1.2 PERUMUSAN MASALAH Salah satu faktor kerusakan hutan mangrove yang terjadi di desa Tawangsari kabupaten Cirebon diakibatkan karena adanya konversi mangrove menjadi tambak. Pembukaan tambak liar dengan menebang habis mangrove yang ada pada awalnya memang mendatangkan keuntungan tetapi berdasarkan pengalaman petani, kesinambungan hasilnya hanya bertahan sampai beberapa tahun saja. Oleh sebab itu pemerintah setempat mengupayakan kegiatan rehabilitasi, perlindungan, pelestarian dan pemanfaatan hutan mangrove serta memberikan keuntungan secara ekonomis bagi masyarakat sekitar dengan pembuatan silvofishery. Selama ini silvofishery dikenal sebagai bentuk pemanfaatan hutan mangrove yang masih mempertahankan fungsi ekologinya. Berdasarkan permasalahan tersebut maka peneliti tertarik untuk melakukan penelitian mengenai sejauh mana silvofishery merupakan bentuk pemanfaatan hutan mangrove, dengan kondisi ekologi yang tetap terjaga.
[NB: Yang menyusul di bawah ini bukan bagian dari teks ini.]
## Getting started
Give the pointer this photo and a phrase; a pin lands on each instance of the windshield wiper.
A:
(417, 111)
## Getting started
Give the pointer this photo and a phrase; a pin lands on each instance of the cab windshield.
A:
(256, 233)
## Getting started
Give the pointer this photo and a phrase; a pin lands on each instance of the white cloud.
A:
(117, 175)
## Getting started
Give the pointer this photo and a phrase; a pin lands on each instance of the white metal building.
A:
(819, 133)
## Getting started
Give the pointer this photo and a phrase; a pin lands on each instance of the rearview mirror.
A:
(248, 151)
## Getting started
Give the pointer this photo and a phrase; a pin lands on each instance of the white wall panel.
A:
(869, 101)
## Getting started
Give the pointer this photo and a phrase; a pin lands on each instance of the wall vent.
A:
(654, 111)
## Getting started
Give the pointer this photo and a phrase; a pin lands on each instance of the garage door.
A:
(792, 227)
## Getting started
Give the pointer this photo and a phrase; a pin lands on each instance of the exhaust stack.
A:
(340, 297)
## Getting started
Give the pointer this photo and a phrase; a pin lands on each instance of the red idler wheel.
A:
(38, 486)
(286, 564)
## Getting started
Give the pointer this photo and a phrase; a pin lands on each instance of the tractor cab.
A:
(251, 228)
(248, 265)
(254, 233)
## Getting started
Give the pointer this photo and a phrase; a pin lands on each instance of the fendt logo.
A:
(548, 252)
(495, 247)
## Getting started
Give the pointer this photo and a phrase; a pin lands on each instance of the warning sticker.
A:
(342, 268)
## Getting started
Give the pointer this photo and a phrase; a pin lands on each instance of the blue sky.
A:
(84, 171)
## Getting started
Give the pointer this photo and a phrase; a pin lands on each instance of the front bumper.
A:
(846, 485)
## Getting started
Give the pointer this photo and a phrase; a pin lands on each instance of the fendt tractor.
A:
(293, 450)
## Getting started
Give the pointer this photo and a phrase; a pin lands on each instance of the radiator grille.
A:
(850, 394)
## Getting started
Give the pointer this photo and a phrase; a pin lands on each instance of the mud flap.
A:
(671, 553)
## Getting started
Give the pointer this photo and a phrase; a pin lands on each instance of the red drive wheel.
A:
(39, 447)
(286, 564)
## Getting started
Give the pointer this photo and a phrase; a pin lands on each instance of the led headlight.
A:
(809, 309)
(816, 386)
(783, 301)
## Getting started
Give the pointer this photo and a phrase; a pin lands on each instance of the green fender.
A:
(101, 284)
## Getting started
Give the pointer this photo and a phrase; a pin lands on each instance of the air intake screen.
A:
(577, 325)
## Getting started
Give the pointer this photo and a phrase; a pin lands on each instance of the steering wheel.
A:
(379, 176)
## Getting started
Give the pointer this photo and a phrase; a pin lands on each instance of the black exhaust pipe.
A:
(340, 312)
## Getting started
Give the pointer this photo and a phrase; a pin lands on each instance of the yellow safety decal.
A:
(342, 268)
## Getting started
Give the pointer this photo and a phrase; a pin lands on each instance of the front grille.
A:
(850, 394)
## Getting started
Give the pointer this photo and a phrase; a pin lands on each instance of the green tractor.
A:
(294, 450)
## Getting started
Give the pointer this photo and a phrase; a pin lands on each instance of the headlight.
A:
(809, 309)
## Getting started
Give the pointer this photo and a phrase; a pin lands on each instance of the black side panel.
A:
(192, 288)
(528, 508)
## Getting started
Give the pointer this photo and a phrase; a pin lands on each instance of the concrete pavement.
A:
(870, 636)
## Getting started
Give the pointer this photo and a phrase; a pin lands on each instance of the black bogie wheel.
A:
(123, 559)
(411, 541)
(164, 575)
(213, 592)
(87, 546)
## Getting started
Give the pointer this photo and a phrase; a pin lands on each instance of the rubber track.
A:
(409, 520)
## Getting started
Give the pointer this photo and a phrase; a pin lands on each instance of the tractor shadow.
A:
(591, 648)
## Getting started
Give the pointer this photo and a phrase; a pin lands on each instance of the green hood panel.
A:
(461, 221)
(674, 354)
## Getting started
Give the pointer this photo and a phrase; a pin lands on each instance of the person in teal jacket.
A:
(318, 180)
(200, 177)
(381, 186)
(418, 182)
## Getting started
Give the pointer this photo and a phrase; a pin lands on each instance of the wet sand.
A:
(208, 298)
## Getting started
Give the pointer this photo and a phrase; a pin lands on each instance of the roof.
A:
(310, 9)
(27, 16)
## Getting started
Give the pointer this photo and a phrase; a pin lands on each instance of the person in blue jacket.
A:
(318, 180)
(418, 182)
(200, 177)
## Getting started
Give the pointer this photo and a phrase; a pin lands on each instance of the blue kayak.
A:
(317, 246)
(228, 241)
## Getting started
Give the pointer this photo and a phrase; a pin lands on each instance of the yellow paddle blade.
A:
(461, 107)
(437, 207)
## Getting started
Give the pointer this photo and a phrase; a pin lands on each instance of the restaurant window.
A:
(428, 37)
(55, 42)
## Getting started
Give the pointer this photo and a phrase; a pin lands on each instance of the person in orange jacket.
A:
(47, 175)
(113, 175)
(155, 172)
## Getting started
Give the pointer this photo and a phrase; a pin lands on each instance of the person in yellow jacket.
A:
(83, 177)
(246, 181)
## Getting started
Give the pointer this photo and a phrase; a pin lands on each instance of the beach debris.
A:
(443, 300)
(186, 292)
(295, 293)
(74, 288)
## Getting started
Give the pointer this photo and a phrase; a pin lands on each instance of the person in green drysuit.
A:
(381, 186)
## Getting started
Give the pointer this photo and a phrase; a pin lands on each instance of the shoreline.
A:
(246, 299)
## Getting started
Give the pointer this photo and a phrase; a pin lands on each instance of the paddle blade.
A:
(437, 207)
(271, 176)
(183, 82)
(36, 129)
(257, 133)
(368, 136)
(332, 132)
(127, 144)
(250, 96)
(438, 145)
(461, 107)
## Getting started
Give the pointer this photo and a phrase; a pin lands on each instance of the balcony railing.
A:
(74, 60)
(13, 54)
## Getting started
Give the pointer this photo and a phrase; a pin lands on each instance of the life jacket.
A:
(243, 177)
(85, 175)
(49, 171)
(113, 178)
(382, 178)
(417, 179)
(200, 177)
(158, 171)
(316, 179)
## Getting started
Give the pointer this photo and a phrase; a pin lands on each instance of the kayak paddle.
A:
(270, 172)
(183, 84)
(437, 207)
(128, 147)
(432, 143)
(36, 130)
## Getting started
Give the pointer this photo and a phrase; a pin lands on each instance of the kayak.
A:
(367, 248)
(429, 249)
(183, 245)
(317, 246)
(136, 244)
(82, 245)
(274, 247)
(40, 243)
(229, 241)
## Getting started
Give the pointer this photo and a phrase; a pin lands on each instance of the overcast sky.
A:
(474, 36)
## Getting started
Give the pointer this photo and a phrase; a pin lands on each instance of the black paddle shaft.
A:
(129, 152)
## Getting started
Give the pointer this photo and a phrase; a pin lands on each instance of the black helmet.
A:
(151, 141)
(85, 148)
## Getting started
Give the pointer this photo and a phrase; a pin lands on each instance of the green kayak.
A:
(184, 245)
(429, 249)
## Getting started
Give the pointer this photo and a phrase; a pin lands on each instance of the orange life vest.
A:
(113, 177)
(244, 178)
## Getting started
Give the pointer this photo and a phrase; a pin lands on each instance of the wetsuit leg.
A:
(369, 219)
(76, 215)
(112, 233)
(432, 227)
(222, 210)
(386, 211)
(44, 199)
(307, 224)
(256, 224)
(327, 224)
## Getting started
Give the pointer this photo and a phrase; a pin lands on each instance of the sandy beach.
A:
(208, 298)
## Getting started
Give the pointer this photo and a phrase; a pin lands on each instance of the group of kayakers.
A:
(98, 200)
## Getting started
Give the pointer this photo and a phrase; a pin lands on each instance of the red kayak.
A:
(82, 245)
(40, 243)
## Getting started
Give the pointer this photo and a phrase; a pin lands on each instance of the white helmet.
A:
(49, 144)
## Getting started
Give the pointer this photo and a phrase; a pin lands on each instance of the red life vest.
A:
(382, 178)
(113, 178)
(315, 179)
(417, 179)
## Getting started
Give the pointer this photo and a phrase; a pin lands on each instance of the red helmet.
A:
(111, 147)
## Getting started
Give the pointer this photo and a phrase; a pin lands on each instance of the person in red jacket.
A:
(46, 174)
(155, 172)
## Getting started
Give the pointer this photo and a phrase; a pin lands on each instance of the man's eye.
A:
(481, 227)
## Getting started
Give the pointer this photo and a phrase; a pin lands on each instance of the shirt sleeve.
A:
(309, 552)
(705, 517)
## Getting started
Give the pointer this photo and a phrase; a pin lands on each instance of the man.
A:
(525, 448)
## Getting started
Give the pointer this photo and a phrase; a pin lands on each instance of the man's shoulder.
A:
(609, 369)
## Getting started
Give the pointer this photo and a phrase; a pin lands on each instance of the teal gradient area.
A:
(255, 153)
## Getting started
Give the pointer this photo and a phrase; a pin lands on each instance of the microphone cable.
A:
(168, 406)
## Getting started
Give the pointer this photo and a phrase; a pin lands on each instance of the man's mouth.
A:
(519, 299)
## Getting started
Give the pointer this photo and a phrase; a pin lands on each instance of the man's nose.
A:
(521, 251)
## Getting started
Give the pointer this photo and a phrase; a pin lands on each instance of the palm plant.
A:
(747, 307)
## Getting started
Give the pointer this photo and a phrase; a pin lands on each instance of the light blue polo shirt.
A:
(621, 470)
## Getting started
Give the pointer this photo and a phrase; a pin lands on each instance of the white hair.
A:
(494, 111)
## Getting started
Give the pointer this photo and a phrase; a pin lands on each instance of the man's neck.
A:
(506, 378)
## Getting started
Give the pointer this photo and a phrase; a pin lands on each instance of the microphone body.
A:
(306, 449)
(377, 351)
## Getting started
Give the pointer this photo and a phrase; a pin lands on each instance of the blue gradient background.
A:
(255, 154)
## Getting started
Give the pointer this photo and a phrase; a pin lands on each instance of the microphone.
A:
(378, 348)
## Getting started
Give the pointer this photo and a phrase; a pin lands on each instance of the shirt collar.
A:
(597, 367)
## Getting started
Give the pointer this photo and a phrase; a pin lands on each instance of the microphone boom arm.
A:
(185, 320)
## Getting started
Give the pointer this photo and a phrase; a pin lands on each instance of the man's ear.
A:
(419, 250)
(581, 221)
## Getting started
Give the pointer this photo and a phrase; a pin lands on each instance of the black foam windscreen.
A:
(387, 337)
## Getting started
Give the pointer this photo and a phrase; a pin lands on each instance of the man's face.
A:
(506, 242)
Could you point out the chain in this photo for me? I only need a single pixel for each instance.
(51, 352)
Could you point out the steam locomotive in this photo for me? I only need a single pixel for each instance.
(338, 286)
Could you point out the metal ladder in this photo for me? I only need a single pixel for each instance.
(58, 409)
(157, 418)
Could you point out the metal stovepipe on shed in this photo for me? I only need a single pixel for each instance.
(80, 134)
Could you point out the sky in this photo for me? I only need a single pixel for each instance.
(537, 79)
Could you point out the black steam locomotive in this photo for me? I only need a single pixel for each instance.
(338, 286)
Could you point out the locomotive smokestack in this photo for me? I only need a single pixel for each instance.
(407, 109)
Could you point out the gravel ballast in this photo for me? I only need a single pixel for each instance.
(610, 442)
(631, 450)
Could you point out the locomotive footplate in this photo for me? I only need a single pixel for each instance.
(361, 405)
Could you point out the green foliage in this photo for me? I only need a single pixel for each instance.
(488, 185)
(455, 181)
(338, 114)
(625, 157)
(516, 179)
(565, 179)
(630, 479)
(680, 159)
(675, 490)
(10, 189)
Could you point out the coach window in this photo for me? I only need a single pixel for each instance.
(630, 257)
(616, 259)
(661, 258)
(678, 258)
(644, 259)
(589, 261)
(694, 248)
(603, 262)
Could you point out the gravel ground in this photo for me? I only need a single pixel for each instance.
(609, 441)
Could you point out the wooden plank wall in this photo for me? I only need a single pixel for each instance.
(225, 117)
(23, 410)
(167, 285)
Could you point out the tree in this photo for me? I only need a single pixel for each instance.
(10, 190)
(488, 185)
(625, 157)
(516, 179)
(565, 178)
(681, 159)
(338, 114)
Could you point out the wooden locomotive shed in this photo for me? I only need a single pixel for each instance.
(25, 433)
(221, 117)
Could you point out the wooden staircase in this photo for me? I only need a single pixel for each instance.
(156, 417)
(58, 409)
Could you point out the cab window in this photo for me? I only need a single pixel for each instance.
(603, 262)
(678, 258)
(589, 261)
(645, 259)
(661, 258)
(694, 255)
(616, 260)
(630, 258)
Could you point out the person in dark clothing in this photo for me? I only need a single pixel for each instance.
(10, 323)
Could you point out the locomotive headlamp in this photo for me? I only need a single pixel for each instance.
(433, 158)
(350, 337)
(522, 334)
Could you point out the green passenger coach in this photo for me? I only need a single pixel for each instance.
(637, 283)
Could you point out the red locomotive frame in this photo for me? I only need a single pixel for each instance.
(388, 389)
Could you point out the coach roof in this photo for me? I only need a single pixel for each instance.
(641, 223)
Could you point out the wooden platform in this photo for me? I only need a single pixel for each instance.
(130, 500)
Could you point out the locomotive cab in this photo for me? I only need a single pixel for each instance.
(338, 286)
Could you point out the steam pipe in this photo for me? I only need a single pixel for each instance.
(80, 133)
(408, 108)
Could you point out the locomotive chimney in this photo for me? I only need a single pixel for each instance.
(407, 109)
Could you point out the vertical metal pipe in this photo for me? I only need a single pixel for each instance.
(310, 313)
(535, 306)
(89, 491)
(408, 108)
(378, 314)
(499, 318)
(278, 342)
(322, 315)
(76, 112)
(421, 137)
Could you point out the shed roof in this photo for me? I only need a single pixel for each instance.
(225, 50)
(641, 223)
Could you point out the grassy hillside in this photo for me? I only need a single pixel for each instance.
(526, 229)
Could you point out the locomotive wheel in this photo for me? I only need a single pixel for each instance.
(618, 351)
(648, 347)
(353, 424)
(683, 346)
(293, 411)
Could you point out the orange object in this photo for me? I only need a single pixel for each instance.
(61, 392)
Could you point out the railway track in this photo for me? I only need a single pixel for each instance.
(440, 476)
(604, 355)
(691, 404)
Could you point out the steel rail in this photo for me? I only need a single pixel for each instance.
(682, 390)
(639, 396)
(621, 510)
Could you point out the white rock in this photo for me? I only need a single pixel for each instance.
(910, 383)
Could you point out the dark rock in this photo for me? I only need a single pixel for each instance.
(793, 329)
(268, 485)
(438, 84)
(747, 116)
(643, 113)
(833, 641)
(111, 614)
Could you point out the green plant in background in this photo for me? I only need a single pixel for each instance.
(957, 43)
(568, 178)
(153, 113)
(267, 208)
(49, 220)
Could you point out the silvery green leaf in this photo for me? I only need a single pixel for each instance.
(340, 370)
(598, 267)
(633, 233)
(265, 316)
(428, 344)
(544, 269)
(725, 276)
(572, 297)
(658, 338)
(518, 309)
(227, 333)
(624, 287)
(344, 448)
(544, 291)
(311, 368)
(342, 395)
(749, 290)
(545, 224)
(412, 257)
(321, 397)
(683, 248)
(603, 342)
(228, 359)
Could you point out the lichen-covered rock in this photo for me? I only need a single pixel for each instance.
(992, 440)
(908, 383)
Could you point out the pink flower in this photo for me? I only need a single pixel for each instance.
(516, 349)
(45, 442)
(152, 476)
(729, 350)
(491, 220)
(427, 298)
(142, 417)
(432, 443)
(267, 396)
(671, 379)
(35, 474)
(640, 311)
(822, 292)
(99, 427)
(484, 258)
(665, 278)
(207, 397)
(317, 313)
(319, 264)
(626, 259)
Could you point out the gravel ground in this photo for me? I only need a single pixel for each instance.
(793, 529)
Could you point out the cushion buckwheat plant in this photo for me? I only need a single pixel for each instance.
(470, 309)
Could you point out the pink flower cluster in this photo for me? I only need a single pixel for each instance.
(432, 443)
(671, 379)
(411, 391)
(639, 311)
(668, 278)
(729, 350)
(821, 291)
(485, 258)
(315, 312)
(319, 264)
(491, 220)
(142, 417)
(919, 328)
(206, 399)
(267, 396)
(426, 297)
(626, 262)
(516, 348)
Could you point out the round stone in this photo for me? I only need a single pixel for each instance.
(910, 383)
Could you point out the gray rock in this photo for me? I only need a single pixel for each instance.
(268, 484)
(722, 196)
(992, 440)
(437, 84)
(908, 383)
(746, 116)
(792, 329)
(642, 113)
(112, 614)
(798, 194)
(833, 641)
Oleh sebab itu maka disusun pertanyaan penelitian sebagai berikut : 1. Seperti apa faktor lingkungan di silvofishery dan mangrove bukan silvofishery? 2. Berdasarkan faktor lingkungan apakah ada perbedaan yang signifikan antara kondisi lingkungan mangrove dan kondisi lingkungan silvofishery?
5
Untuk menjawab pertanyaan tersebut maka peneliti membandingkan faktor kondisi lingkungan mangrove dan silvofishery.
1.3 TUJUAN PENELITIAN Tujuan dari penelitian ini adalah untuk: 1. Mengetahui karakteristik faktor lingkungan mangrove ( suhu, salinitas, ketebalan lumpur, pH, dan DO) dengan mangrove silvofishery dan mangrove tanpa silvofishery. 2. Menganalisis perbedaan faktor kondisi lingkungan antara mangrove silvofishery dengan mangrove tanpa silvofishery.
1.4 MANFAAT PENELITIAN a) Hasil penelitian diharapkan sebagai bahan masukkan untuk pemerintah daerah dan masyarakat yang berkaitan dengan pengaruh konversi kawasan mangrove terhadap habitatnya serta menentukan pengelolaan silvofishery selanjutnya. b) Hasil penelitian dapat dijadikan sebagai sumber informasi bagi pihak dinas kehutanan sebagai pengelola, mengenai kualitas fisik dan kimia habitat serta kondisi vegetasi yang terletak di silvofishery dan mangrove rehabilitasi.